Consider the following workflow:

  1. You develop a set of requirements and place them inside a Jira issue. If you work in an agile team, it might be a user story.
  2. The Jira issue is handed off to the development team for implementation.
  3. The development team implements the feature and notifies the QA team to test what they have coded.
  4. The QA executes the tests using their own test scripts and finds that several edge cases aren’t covered.
  5. The issue comes back to the development team with the request to add missing pieces.
  6. They fix the problem and it passes the QA tests.
  7. The issue moves to the business analyst or product owner for acceptance testing.
  8. It turns out that the acceptance tests documented, cover one more case that wasn’t implemented.
  9. The issue goes back once again to the developers so that they can fill another software hole…

 

Sounds familiar? If it does, it likely means that your team is not working in the most effective way and they will benefit from introducing specification by example in their workflow.
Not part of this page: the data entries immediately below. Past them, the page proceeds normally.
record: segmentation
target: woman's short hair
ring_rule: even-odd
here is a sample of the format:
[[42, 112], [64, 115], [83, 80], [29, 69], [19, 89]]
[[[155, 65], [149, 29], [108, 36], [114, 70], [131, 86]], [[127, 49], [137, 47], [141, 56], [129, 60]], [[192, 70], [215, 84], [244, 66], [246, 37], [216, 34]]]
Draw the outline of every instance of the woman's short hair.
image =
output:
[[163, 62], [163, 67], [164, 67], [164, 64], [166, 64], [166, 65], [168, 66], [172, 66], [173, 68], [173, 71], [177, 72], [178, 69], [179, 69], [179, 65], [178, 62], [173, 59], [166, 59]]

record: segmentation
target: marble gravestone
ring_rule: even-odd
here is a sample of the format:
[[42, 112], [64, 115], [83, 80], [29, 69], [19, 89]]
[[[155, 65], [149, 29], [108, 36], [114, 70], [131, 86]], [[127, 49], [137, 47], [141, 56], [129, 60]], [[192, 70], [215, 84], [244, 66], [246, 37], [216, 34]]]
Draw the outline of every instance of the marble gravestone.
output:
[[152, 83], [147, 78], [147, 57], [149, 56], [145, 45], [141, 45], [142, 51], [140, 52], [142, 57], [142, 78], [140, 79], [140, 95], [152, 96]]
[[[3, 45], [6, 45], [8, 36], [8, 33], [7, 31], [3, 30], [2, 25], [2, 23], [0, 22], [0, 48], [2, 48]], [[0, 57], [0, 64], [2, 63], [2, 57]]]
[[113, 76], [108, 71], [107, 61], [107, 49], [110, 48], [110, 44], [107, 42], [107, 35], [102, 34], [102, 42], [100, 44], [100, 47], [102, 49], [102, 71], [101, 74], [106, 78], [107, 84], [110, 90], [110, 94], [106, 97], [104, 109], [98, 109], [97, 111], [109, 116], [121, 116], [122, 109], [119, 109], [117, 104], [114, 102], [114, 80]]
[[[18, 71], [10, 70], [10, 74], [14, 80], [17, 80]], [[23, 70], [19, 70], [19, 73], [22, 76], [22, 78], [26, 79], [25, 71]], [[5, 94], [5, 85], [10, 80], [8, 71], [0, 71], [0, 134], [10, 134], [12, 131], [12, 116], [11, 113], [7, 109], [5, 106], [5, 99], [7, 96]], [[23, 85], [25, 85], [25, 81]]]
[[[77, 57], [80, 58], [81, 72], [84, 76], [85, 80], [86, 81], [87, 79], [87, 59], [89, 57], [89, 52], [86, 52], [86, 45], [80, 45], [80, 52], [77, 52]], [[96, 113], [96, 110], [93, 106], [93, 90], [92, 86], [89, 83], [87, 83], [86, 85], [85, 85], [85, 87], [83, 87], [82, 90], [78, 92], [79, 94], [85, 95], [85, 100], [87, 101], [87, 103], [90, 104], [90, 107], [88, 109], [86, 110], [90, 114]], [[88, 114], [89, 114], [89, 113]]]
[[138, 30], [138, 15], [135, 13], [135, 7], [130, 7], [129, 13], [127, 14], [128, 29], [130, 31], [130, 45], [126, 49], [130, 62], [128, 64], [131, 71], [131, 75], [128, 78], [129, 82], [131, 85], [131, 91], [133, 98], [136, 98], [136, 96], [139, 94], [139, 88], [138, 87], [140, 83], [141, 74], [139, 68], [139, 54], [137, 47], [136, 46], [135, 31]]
Specification by example is a technique used in agile methodologies to define business requirements by illustrating them using realistic examples instead of abstract statements, such as user stories.

 

Business requirement - table 1

 

So, do I just replace all my business requirements and user stories with specification by example? 

No, not really. Both are useful but in different contexts and times. User stories are great for quickly capturing a new business requirement that arose during the sprint review, or customer interview, for instance. They are great when it comes to keeping the business requirements goal-oriented and at a high-level. However, the closer you get to actually implementing that idea, the more details you need. Acceptance criteria, test scripts, acceptance tests, and more. That’s when a specification by example comes to play and helps you reach the level of precision critical for the development team to successfully bring the idea to life.

 

Specification by example in Jira

With Jira, you can embrace the benefits of specification by example, which are: increased transparency and clarity in terms of who does what in the project.

Too often teams choose to track business requirements, development and testing separately – a couple of Jira issues, spreadsheets, external tools, notes, and more. Everything scattered and impossible to find. Such a mess can be caused by various, trivial reasons such as lack of coordination, knowledge of tools, or being attached to a certain way of working. This leads the team to have details concerning a single feature in multiple places, which is certainly not healthy and does not contribute to the team working at their highest capacity.

Instead, you can teach all of the involved parties to keep the details in a single place. It can be as simple as putting the user story, acceptance criteria, and test scripts directly in the description field of a single Jira issue and asking the team to use and update the requirements there. That way you ensure everyone is always on the same page and on top of all the updates that were made to any set of details. Moreover, you will avoid situations where the Jira issue bounces amongst the development team, QA, product owner, business analyst, and stakeholders, because they weren’t aware of all of the requirements beforehand.

If you need more advanced tools that will additionally support the team, automate some of the work and provide more reporting, you can also browse the Atlassian Marketplace for apps that promote transparency and allow the implementation of the specification by example. Use one of the available checklists apps to track the Definition of Done and Acceptance Criteria directly in your Jira issues. Some of the test management tools also allow you to display the test scripts inside the Jira issues.

 

specbyexample image

 

The above shows how you can utilize Multiple Checklists for Jira and QAlity Plus – Test Management for Jira from the Atlassian Marketplace to introduce specification by example.

 

Summary

Specification by example is a useful technique if you have several people involved in software development. It can save the team a lot of time on unnecessary rework caused by the lack of transparency. The technique does not replace user stories. It’s a way of providing implementation details that are needed when the issue is being refined. The crucial part is having everyone on the team keep the requirements and details in a single place so that no one misses any updates and changes. But the benefits of a single source of all knowledge go beyond merely informative perks. Team members getting easy access to a broader variety of project aspects can start discussions and bring their communication to the next level. Great ideas and even better solutions require productive dialog, no doubt. Making your Jira issue a platform for opinion exchange adds value and creates opportunities to come up with quality ideas on a daily basis.